Design Homes

Neighbourhood Gem

Eclectic custom family home brings fresh spirit to the Glebe

By Hattie Klotz

Photos by Tim Skinner

The kitchen ceiling boasts 18th-century hemlock beams.

Though the path to home harmony has been bumpy for one local homeowner and his family, their story has a happy ending.

Family life began in the Crystal Beach neighbourhood for the oral and maxillofacial surgeon’s three children. They spent their early years playing on the sandy beach of the waterside home their dad designed. The kids went to school in the Glebe, though, starting in junior kindergarten. Getting there involved a one-hour commute with traffic each way. Eventually, their parents wanted them to be able to walk to school, so they decided to move.

Designer Agata Hawrylak describes the aesthetic as “European classical, particularly the timeless French chateau style.”

“This was my dream home,” their dad recalls now. “Imagine growing up playing on the beach. The views on the water were spectacular. I was so sad to sell it.” But he was very happy when shortly
thereafter he found some land on Broadway Avenue in the Glebe with views overlooking Brown’s Inlet. “I need to see water,” he explains.

There was a traditional, 2.5-storey red brick house with a white wooden porch on the plot. He saw infinite potential for a new home to suit his family, especially since the location was ideal
for his children to walk to school and for him to access his four surgical clinics across the city. He dreamed of his own childhood playing hockey on the streets of his Montreal neighbourhood and
envisaged his three children doing the same with their friends and neighbours.

When he submitted plans, though, a dispute arose relating to the design and location of the front of the house, with residents of Broadway coming together to try to prevent construction. While it fell squarely within the rules for new construction dictated by the city, save one minor variance for front yard setback, it wasn’t your typical red brick Glebe home. Locals felt that it was not in the architectural spirit of the street. However, it was not a minimalist modern box either. This one is built from brick, stone and copper. It also has a full third floor and a flat roof.

Floors throughout the house are acacia and exceptionally hard-wearing.

“I just have to believe that it was because they didn’t know us,” says the homeowner from the kitchen of the house that was completed in January 2021. “We were living in a rental nearby and were not yet part of the community. Word leaked out that we were planning to build a monster home, which wasn’t true. I put it down to a fear of the unknown.”

Since 2021, he, his three children now aged 16, 18 and 20 and his wife have relished their views out over the garden and water. The house features an eclectic blend of elegant Georgian antique furniture—mostly bought from Champagne dit Lambert on Bank Street, along with custom cabinetry, deep mouldings and coffered ceilings. Designer Agata Hawrylak, who also helped the family with their Crystal Bay home, describes the aesthetic as “European classical, particularly the timeless French chateau style. My goal was to bring to life a warm, engaging and inspiring environment for this lovely family to flourish in.”

The master bath has a handsome soaker bathtub in hammered copper and polished nickel.

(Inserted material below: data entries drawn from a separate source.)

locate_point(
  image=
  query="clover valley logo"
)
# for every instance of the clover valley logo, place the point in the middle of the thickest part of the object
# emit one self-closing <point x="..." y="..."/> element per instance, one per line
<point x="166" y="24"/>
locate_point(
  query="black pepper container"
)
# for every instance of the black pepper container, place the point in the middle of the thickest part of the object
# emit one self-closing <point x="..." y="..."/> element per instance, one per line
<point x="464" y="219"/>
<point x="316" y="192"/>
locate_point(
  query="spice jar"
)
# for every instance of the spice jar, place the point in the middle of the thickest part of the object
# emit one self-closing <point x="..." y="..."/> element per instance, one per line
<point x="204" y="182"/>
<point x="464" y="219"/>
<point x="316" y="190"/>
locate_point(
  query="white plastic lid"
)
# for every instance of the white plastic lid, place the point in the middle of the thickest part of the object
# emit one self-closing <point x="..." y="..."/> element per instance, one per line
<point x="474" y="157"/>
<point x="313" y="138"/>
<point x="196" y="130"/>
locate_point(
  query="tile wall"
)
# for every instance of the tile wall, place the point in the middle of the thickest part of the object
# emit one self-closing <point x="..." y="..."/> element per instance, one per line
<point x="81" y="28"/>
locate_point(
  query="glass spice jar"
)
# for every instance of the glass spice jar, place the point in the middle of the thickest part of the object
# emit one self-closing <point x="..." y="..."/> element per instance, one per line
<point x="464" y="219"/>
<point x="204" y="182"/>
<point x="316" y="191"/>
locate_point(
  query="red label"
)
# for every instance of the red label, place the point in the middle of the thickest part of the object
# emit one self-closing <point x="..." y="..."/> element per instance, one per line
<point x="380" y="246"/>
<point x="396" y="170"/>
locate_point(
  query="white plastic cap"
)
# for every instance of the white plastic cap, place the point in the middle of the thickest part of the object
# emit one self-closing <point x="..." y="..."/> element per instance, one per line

The homeowner has an eye for detail and a love for wood. On visits to The Wood Source in Manotick, he chose 400-pound, 18th century hemlock beams for the kitchen ceiling and a large slice of live edge walnut for the kitchen table. Custom cabinetry is burled walnut or white painted with twinkling crystal handles, the kitchen island topped by a huge slice of translucent quartzite Bianco Precious Cristallo with a French farmhouse sink. Floors throughout the house are acacia and exceptionally hard-wearing

Upstairs, each bedroom features an ensuite bathroom decorated in neutral tones of grey and white Bianca Carrara marble tiles, save the master bath, which also boasts a handsome soaker bathtub in hammered copper and polished nickel. “I wanted to create the feeling of a luxury hotel bathroom,” he says, pointing out mother-of pearl mosaics on the shower wall.

A blue and clear glass cupola, made by a Russian artist in Toronto, scatters coloured light over the central stairwell.

The house is full of unique details. In the master bedroom, there’s a pair of antique Egyptian palace doors, while a blue and clear glass cupola, made by a Russian artist in Toronto, scatters coloured light over the central stairwell. In the front hall, there’s an imposing French gothic fireplace mantel made of cast stone by Tartaruga designs in Toronto, while the intricate, deep coffered ceiling above features a complex web of octagons, rectangles and diamonds, designed by Agata.

Made by Mouldex in Toronto, they are extruded mouldings that have a foam center and layers of fine cement on the visible surface. “These mouldings, including the coffers, arrived in pieces; they are lighter and easier to work with than wood or plaster mouldings but still required highly skilled installers and a great deal of attention to detail in the finishing,” says Agata.

While the initial welcome to the neighbourhood may not have been what they hoped for, the family loves their new home. “It was important to me to show my children [how] to stand up for what is right,” says the Glebe resident, “and also to show them that we have a right to be on the street. But most importantly, to show them that love is always better than conflict.”